Home Garden

Natural Bug Destroyers

When an insect pest moves into your garden, there are alternative methods of controlling it rather than reaching for the insecticide. Integrated pest control management calls for deciding what population levels need to be reached before control is necessary, deciding whether control is actually needed and preventing the pest's occurrence by cultural methods. One means of prevention is to maintain a varied environment around your gardening space, encouraging natural predators and parasites to be on hand to act on potential pest insects.
  1. The Enemy Within

    • Seldom observed in action are the small parasitic wasps that lay eggs inside or on plant-eating caterpillars. Also called parasitoid wasps if they kill the insect they lay eggs in, the wasps attack aphids, caterpillars, white flies, beetles, flies, sawflies, scale insects and true bugs. Female wasps have pointed ovipositors at the ends of their abdomens that they use to inject eggs into the bodies of the hosts. The larvae that hatch from the eggs eat the internal structures of the host insect. Most adult parasitic wasps range from the size of a printed period to about an inch long. There are many different kinds, including chalcids, ichneumonids, braconids, and trichogrammatids. Tachinid flies also oviposit eggs in or on pest insects.

    The Ravenous Youngsters

    • A silent but raging battle occurs amid the leaves when immature stages of predatory insects move in on herbivorous pests.
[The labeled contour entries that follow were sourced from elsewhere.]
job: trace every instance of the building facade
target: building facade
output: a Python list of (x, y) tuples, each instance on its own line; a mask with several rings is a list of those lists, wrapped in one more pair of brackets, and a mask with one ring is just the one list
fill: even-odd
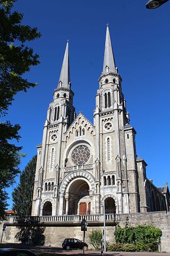
[(75, 114), (67, 42), (37, 146), (32, 215), (100, 214), (104, 204), (106, 213), (168, 210), (167, 185), (155, 187), (137, 155), (108, 27), (98, 82), (92, 124)]

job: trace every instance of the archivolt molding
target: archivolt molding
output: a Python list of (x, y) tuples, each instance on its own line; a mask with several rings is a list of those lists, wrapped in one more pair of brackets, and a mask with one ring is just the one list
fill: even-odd
[(60, 193), (64, 193), (69, 183), (73, 180), (77, 179), (78, 178), (83, 178), (89, 184), (90, 183), (92, 190), (95, 190), (95, 179), (92, 175), (87, 171), (75, 171), (69, 173), (63, 180), (60, 186)]
[(42, 202), (41, 203), (41, 210), (43, 209), (44, 205), (46, 202), (50, 202), (52, 203), (52, 204), (53, 205), (53, 200), (52, 198), (46, 198), (44, 200), (44, 201)]
[[(108, 195), (105, 195), (105, 200), (106, 200), (106, 199), (108, 198), (108, 197), (112, 197), (112, 198), (113, 198), (114, 199), (115, 202), (115, 206), (117, 206), (117, 201), (116, 197), (115, 196), (114, 196), (114, 195), (112, 195), (110, 194), (108, 194)], [(103, 204), (103, 197), (101, 198), (101, 204)]]

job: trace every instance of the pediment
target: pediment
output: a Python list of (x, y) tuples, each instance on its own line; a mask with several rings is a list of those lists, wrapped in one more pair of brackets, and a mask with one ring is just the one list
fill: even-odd
[(94, 132), (94, 126), (92, 123), (81, 112), (79, 112), (67, 131), (65, 133), (65, 136), (70, 137), (71, 134), (73, 132), (75, 133), (76, 131), (79, 131), (80, 127), (82, 129), (89, 131), (90, 133), (93, 133)]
The purplish-black and orange larvae of ladybugs, resembling miniature alligators, stalk and devour aphids, as do their parents. Lacewing larvae with elongated gray abdomens and a long, curved pair of forward-projecting sucking mouthparts also ravage aphids. The larvae of some syrphid flower flies eat aphids, as many as 400 during the lifetime of the sluglike greenish larval fly.
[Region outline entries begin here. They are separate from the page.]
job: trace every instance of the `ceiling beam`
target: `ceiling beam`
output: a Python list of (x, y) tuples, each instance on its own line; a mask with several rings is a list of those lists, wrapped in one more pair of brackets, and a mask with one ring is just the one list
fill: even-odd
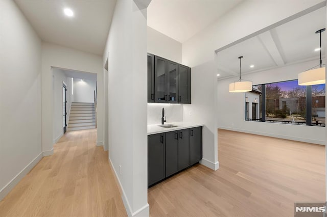
[(281, 52), (276, 45), (270, 31), (263, 33), (258, 35), (257, 37), (277, 66), (285, 65), (285, 62), (281, 55)]
[(238, 72), (235, 72), (235, 71), (231, 70), (230, 69), (228, 69), (227, 68), (224, 67), (223, 66), (222, 66), (220, 65), (218, 65), (217, 67), (219, 72), (225, 72), (227, 74), (229, 74), (230, 75), (232, 75), (235, 76), (239, 75), (239, 74)]

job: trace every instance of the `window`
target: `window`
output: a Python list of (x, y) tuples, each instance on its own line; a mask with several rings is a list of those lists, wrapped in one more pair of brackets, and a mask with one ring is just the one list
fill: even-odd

    Stealthy Blood Suckers

    • Lying in wait at the base of a leaf or inside a flower are predators in the true bug family (Hemiptera). Called assassin bugs, both wingless immature nymphs and winged adults feed on pests. Assassin bugs have long, slender antennae and sucking piercing mouthparts normally tucked under their bodies. The first pair of legs is modified to grab the prey. The assassin bug unfolds its mouthparts, stabbing them into the captured bug. It injects a toxic saliva that liquefies the prey's interior organs. The bug sucks up the resulting liquid. Spiders are also stealthy predators, most building webs to capture prey. Some spiders, such as crab spiders and jumping spiders, don't spin webs but jump on their prey to inject digestive saliva. Assassin bugs and spiders can inflict painful bites.
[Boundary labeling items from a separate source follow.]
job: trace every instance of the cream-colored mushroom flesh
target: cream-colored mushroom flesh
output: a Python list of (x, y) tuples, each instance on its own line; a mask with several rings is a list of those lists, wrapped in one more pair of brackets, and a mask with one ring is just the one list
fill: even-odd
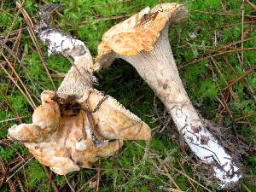
[[(93, 109), (103, 96), (97, 90), (90, 91), (87, 102)], [(76, 115), (62, 114), (61, 117), (58, 104), (49, 98), (54, 95), (53, 91), (43, 92), (43, 104), (35, 110), (33, 123), (12, 126), (9, 129), (9, 136), (23, 142), (40, 163), (58, 174), (89, 167), (98, 158), (113, 155), (122, 147), (122, 140), (151, 138), (150, 128), (145, 123), (115, 99), (108, 97), (92, 116), (98, 138), (109, 142), (102, 147), (96, 147), (85, 113), (79, 110)], [(83, 138), (83, 124), (85, 139)]]
[(169, 26), (187, 16), (188, 10), (178, 3), (143, 9), (103, 35), (94, 67), (107, 67), (114, 58), (130, 62), (165, 103), (190, 149), (226, 187), (238, 182), (241, 172), (192, 106), (169, 44)]
[[(40, 163), (61, 175), (113, 155), (123, 140), (149, 140), (148, 125), (114, 98), (102, 100), (102, 93), (92, 88), (96, 79), (84, 44), (50, 27), (42, 30), (39, 37), (49, 53), (72, 56), (74, 61), (56, 93), (41, 94), (32, 123), (12, 126), (9, 137), (22, 142)], [(96, 140), (102, 143), (96, 145)]]

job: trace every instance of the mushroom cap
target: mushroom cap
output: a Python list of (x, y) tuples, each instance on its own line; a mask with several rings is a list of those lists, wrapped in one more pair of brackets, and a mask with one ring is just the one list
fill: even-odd
[(136, 55), (142, 50), (152, 50), (164, 27), (170, 22), (177, 23), (185, 19), (188, 13), (184, 5), (177, 3), (158, 4), (152, 9), (143, 9), (104, 33), (96, 63), (107, 67), (113, 61), (114, 53)]
[[(103, 96), (96, 90), (90, 92), (84, 93), (88, 96), (87, 102), (80, 104), (81, 108), (88, 106), (93, 110)], [(24, 142), (41, 164), (49, 166), (57, 174), (64, 175), (81, 167), (90, 167), (98, 158), (114, 154), (122, 147), (123, 140), (151, 138), (150, 128), (109, 96), (91, 115), (97, 138), (112, 141), (104, 146), (96, 147), (86, 113), (79, 110), (75, 115), (66, 115), (61, 111), (61, 108), (52, 100), (54, 96), (53, 91), (44, 91), (41, 94), (42, 105), (32, 115), (33, 123), (12, 126), (9, 129), (9, 136)], [(51, 127), (54, 128), (49, 129)]]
    They Swallow Them Whole

    • Larger, vertebrate animals can destroy a lot of bugs. An American toad (Bufo americanus) can eat up to 1,000 insects a day, using its sticky tongue and front feet to gather them into its mouth. Adult leopard frogs eat adult and larval insects, slugs, snails, earthworms and spiders. Many lizards, such as geckos, fence lizards and whiptailed lizards, are primarily insectivorous, and horned lizards eat only ants. Birds also consume insects, some more than others. Carolina wrens eat a diet consisting of about 94 percent animals, mostly insects. Tree swallows eat flying insects for about 80 percent of their food. A nursing little brown bat female eats more than her body weight in insects a night, or around 4,500 insects.